The other cop shook his head in angry disbelief. “What do you need from us?”
“Any confirmed or credible sightings—send the details to me as soon as you get them. Even a general direction will help me narrow down possible sites. With the amount of money he has at this disposal”—and Max knew there were Bonner family members who still believed in the innocence of their blue-eyed boy—“he could go anywhere.”
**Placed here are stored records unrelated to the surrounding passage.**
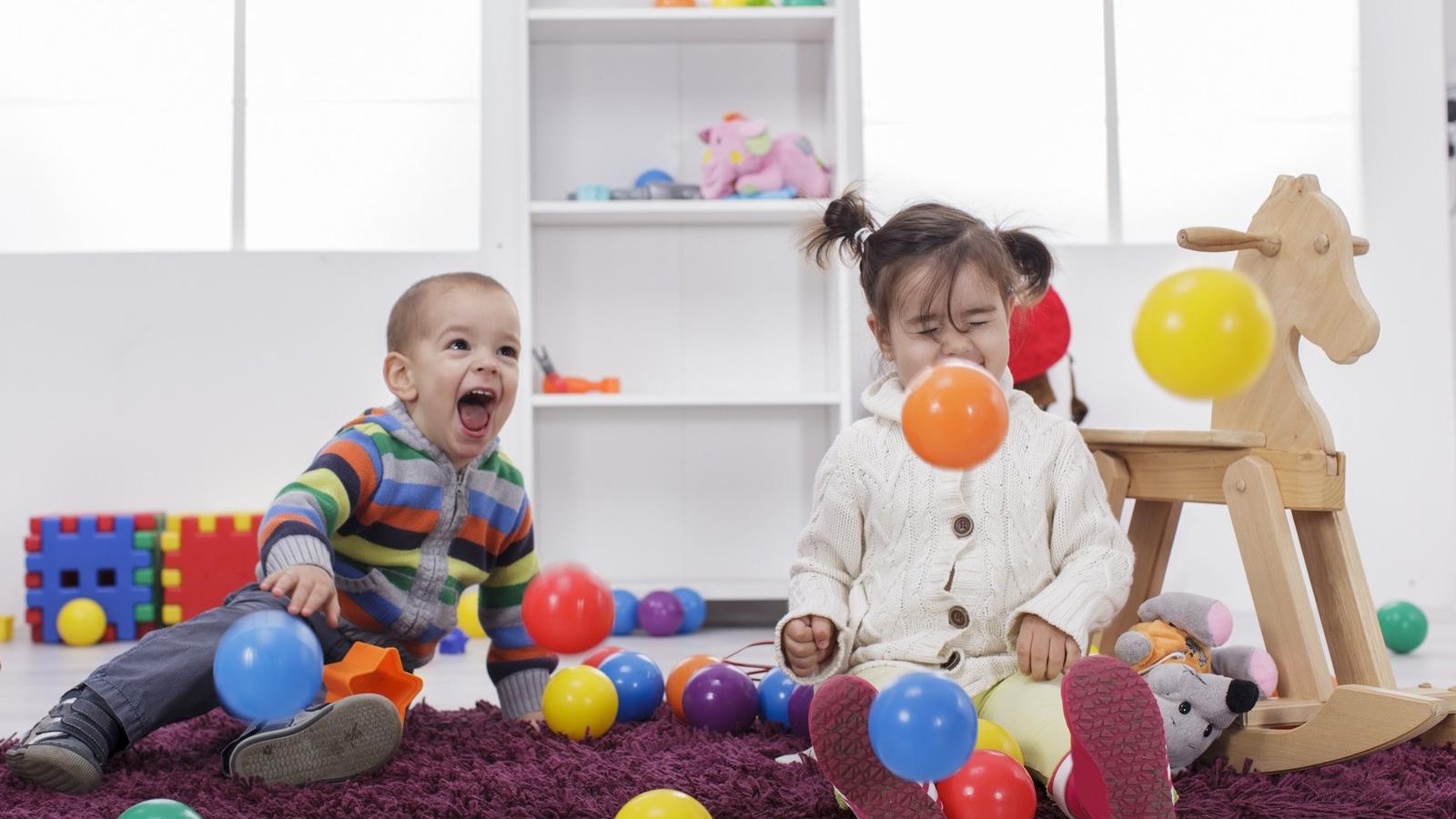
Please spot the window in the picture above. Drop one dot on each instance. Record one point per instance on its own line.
(996, 106)
(363, 124)
(1004, 108)
(1216, 99)
(116, 124)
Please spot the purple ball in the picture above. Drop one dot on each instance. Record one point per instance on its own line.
(721, 698)
(800, 710)
(660, 614)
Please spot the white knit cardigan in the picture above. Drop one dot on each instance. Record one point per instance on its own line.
(935, 567)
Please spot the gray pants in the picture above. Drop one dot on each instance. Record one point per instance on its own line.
(167, 676)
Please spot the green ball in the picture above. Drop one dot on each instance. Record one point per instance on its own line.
(1402, 627)
(159, 809)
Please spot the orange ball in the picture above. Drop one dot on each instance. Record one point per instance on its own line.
(954, 416)
(677, 681)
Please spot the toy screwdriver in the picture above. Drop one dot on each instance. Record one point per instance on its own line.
(555, 382)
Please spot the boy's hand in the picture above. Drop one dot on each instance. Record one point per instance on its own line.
(1043, 652)
(308, 588)
(807, 643)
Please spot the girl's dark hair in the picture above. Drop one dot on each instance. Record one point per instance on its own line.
(931, 235)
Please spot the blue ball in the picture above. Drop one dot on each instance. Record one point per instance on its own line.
(774, 697)
(638, 682)
(922, 727)
(652, 175)
(625, 620)
(267, 666)
(695, 611)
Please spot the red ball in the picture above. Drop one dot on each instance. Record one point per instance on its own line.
(989, 785)
(601, 654)
(954, 416)
(568, 610)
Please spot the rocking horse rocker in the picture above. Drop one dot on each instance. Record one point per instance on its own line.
(1270, 450)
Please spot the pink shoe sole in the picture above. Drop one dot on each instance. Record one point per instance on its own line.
(1118, 749)
(839, 724)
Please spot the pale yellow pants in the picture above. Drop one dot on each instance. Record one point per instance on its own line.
(1028, 710)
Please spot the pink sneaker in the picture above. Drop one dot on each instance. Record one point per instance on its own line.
(1118, 751)
(839, 726)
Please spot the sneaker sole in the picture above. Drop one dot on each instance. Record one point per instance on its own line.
(1118, 731)
(56, 768)
(839, 726)
(339, 741)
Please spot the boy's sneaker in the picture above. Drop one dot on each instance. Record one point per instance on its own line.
(328, 742)
(66, 749)
(1118, 751)
(839, 727)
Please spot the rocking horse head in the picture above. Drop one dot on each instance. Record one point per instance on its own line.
(1300, 252)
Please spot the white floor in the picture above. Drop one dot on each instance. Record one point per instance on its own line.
(33, 676)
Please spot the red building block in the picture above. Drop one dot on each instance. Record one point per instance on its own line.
(206, 559)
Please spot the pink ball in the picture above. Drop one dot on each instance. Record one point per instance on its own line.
(660, 614)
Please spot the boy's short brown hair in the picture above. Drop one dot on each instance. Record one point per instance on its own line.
(407, 317)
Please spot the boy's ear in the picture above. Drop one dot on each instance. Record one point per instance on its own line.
(881, 337)
(399, 379)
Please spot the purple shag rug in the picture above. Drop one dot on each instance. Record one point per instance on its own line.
(473, 763)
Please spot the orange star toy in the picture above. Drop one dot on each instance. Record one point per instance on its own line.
(371, 669)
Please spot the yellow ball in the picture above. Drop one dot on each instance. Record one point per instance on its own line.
(80, 622)
(1205, 332)
(468, 614)
(580, 702)
(662, 804)
(990, 736)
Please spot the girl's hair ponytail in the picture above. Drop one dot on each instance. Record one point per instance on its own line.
(848, 222)
(1033, 261)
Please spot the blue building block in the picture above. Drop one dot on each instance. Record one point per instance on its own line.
(98, 557)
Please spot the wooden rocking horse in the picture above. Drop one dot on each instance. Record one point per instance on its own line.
(1270, 450)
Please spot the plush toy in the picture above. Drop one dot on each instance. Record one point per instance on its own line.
(742, 157)
(1200, 685)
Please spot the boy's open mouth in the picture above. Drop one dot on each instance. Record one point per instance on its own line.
(475, 410)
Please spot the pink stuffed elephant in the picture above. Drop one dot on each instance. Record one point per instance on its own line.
(742, 157)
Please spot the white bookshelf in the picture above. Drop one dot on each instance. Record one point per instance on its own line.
(679, 212)
(733, 351)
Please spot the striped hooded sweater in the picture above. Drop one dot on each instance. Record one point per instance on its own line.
(404, 533)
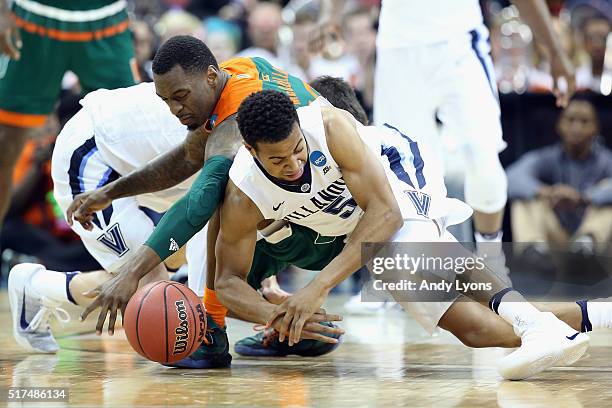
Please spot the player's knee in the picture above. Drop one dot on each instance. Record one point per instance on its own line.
(473, 335)
(486, 185)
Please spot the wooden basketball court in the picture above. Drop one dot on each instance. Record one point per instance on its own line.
(386, 360)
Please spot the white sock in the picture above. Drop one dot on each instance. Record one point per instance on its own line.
(52, 284)
(600, 313)
(516, 310)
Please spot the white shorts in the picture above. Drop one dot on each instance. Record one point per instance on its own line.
(79, 166)
(452, 80)
(427, 314)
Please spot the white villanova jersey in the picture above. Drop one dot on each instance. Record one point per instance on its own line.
(131, 127)
(321, 200)
(405, 23)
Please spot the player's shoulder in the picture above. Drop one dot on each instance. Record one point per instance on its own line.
(334, 120)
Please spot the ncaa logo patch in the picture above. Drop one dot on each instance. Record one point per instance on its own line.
(318, 158)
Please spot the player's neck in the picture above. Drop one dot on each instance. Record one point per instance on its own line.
(223, 78)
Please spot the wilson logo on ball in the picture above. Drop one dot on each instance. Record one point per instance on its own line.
(202, 321)
(182, 331)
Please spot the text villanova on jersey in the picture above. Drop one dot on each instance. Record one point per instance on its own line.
(329, 200)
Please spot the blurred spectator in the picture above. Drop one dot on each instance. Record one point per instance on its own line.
(303, 26)
(594, 32)
(264, 22)
(178, 22)
(564, 192)
(222, 37)
(360, 35)
(143, 45)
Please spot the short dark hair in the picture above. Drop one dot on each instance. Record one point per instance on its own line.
(266, 116)
(340, 94)
(184, 50)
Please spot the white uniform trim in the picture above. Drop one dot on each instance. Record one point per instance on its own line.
(72, 16)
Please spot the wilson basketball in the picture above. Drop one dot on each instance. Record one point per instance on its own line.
(165, 321)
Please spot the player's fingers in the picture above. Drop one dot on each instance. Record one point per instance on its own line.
(92, 306)
(285, 324)
(296, 329)
(112, 318)
(123, 306)
(102, 318)
(82, 210)
(317, 317)
(279, 312)
(319, 337)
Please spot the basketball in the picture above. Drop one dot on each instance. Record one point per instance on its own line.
(165, 321)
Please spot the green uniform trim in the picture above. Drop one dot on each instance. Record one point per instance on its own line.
(305, 249)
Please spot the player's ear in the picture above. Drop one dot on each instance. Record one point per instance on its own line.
(211, 76)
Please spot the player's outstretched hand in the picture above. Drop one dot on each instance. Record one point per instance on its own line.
(10, 39)
(84, 206)
(111, 296)
(564, 79)
(294, 312)
(272, 291)
(314, 330)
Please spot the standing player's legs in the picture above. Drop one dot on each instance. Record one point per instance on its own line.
(106, 61)
(545, 340)
(27, 95)
(470, 111)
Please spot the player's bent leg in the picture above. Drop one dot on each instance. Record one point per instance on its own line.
(12, 140)
(476, 326)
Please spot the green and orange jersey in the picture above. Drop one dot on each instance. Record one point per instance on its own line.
(70, 20)
(249, 75)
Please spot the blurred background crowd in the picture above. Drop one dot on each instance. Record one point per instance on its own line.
(279, 31)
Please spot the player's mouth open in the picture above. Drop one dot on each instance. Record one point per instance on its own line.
(294, 176)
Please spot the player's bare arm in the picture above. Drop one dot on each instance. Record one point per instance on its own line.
(10, 39)
(234, 252)
(366, 180)
(535, 13)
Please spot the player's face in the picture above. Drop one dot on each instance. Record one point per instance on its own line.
(284, 160)
(578, 125)
(191, 97)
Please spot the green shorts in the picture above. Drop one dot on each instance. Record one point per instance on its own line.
(305, 249)
(99, 51)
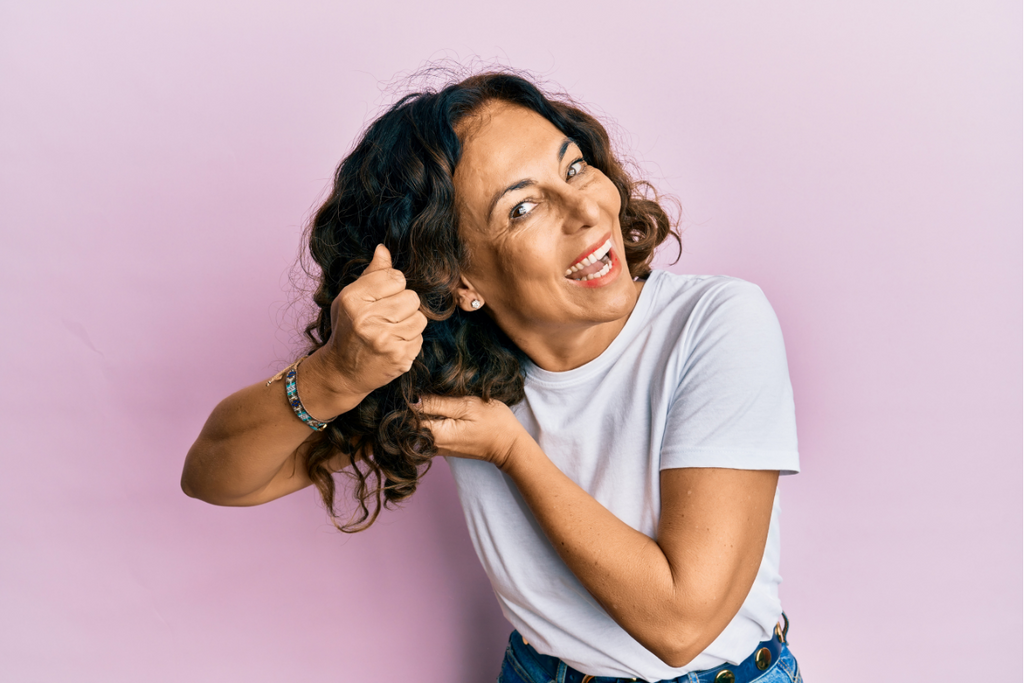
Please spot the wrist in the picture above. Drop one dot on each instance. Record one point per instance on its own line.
(329, 390)
(512, 454)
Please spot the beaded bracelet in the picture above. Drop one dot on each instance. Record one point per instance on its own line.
(292, 391)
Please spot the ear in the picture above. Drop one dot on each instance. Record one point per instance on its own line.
(466, 293)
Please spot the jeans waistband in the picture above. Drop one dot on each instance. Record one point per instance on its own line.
(763, 657)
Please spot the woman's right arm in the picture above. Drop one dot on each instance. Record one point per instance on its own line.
(252, 447)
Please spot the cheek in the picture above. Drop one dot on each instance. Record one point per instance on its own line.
(524, 258)
(610, 197)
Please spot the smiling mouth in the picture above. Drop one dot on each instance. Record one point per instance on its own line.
(596, 264)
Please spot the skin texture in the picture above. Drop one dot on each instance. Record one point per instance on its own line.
(674, 594)
(252, 449)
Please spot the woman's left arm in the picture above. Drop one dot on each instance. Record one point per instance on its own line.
(674, 594)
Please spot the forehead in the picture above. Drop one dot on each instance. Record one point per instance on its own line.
(501, 143)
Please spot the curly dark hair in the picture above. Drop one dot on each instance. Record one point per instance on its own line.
(396, 188)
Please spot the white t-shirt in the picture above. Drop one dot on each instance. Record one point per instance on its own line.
(696, 378)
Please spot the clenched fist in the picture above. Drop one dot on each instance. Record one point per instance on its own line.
(376, 327)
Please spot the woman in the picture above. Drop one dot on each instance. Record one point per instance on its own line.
(615, 433)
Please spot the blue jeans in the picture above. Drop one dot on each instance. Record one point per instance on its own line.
(522, 665)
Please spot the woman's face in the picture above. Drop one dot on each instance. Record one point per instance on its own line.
(542, 228)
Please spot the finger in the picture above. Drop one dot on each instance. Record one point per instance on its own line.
(395, 308)
(379, 285)
(412, 328)
(381, 260)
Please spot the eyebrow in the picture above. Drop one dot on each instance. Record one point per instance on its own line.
(525, 182)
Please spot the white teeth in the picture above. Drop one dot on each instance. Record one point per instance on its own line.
(590, 260)
(600, 273)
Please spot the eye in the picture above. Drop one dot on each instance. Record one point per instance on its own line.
(576, 168)
(521, 210)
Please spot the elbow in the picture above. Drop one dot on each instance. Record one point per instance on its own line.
(676, 653)
(680, 640)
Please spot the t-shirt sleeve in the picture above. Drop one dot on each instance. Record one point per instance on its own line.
(732, 404)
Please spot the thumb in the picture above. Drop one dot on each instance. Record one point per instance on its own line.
(380, 261)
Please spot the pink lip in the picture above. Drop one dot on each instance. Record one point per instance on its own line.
(616, 266)
(590, 250)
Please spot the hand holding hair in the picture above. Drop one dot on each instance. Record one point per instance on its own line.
(376, 327)
(471, 427)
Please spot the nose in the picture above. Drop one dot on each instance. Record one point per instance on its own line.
(582, 210)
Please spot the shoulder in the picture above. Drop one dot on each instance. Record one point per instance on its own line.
(706, 302)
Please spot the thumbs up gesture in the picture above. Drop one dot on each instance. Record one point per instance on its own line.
(376, 327)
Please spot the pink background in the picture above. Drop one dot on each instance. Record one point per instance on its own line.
(859, 161)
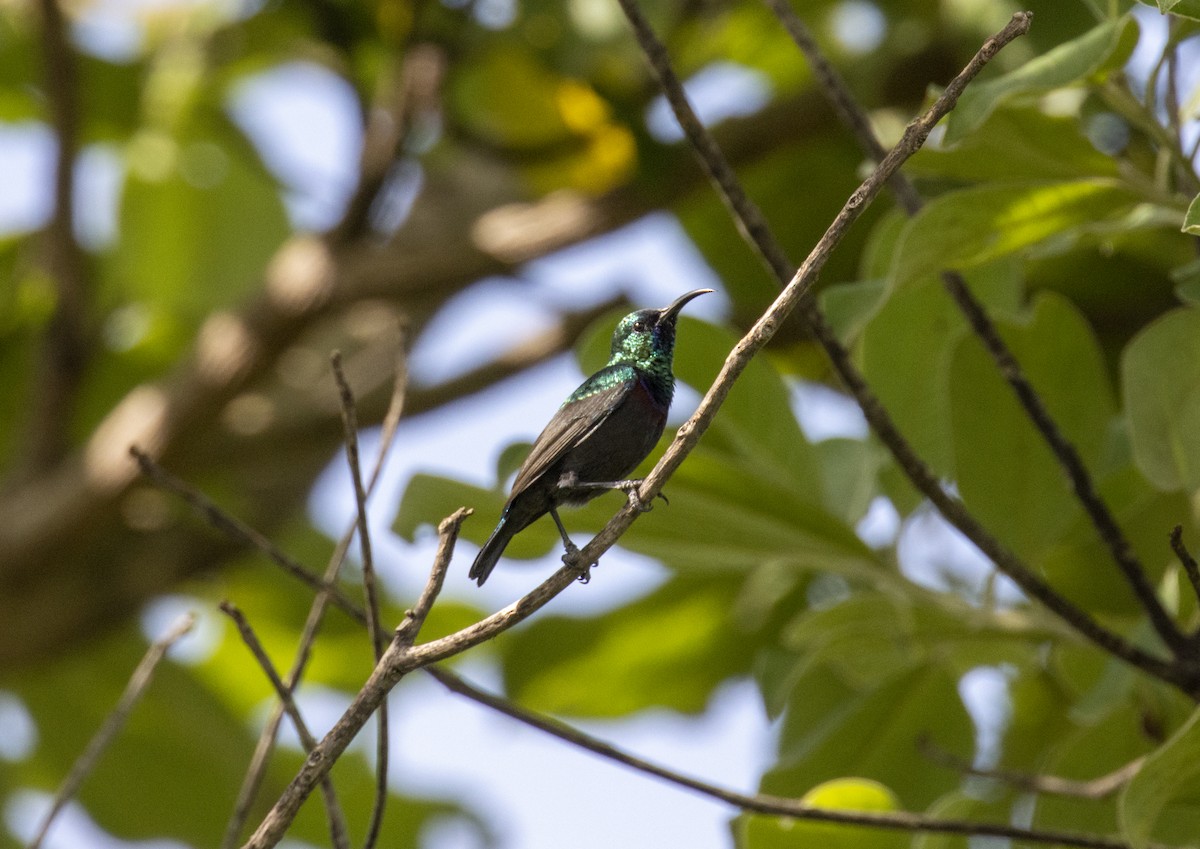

“We’ve got the airports covered.”
“Good. He might try to fly domestic”—especially if his fixation on Sophia was stronger than his drive to find other prey—“but I don’t think he’ll leave the country. He enjoys being a star here too much.” Ending the call after a few more quick words, he went to sit beside Sophia on the couch. “Now we wait.”
Sophia couldn’t stand to see the weight on Max’s shoulders, the strain around his mouth. “Don’t hurt, Max.” She cupped his cheek, her emotions stripped bare. “Bonner doesn’t deserve to have you beating yourself up for his evil.”
“Sweetheart.” Max’s kiss was so tender, tears burned at the backs of her eyes. It felt different—more than sexual, more than intimate. If felt as if he was handing her a gift she didn’t understand. Holding on to him, she gave herself to the kiss, gave herself to Max. When his lips wandered over her cheek and down her jaw, she shivered and wove her fingers through the thick silk of his hair.
Nikita could wait, she thought. The whole world could wait. Tonight, this moment, she was stealing for her and the strong, loyal, beautiful man who’d seen every broken part of her—and yet looked at her as if she was perfect. “Max. Don’t stop. Not today.”
Lifting his head from hers, he rose to his feet in a smooth move that spoke of a very masculine strength.